I cut the engine again. The screaming silence returned. I pitched up into a climb, trading speed for altitude, becoming a spectral sail against the stars. I watched him on thermal, a bright dot fleeing. He was 20 klicks out, thinking he’d escaped.

He didn’t understand glide ratios. He didn’t understand the patience of a predator who doesn’t need to breathe hard.

I turned and began the long, silent pursuit. No engine noise. No heat signature. Just the whisper of a blade falling through the night. It took ten minutes to catch him. He never knew I was there until my spotlight blazed on again, lighting up his cockpit from above and behind.

His frantic, terrified face was clear in my night-vision feed. He threw his jet into a desperate spiral dive toward the flatlands.

I followed, matching him turn for turn, my virus-fed body absorbing Gs that would have made him unconscious. We bled down to 5,000 feet over the dark prairie.

“Please! I’m ejecting! Don’t—“ he begged over the open frequency.

“You burned a schoolhouse in Utah last month,” I said, my voice finally showing emotion: a glacial, absolute calm. “You laughed about it on the comms.”

“That was orders! I have creds! I can—“

“Payload two, deploy.”

The second net found him at 3,000 feet. It didn’t go for the engines this time. It wrapped around his tail assembly and port wing. The nano-barbs bit deep, the reactive mesh tightening. His controls locked. His jet nosed down into an irrevocable, final dive.

I didn’t watch the impact. I was already climbing, the adrenaline high crashing, leaving a void filled only with the hum of the virus and the vast, cold loneliness of the righteous. I turned the *Hayabusa* back towards the mountains, towards my own hidden nest.

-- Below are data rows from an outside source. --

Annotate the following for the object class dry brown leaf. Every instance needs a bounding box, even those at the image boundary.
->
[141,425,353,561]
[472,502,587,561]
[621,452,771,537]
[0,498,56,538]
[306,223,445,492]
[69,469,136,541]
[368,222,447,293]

Below, in the valley, the scavenger commune’s lights flickered, safe for another season. They’d hear rumours of a ghost in the mountains, a dark shape that hunted hunters. They’d call it a spirit of vengeance.

They were wrong. I was just a man with a modified plane, a broken body, and a hunger for justice written in the violent, beautiful mathematics of extreme physics. I was the Witcher. And the open sky was my trapping ground.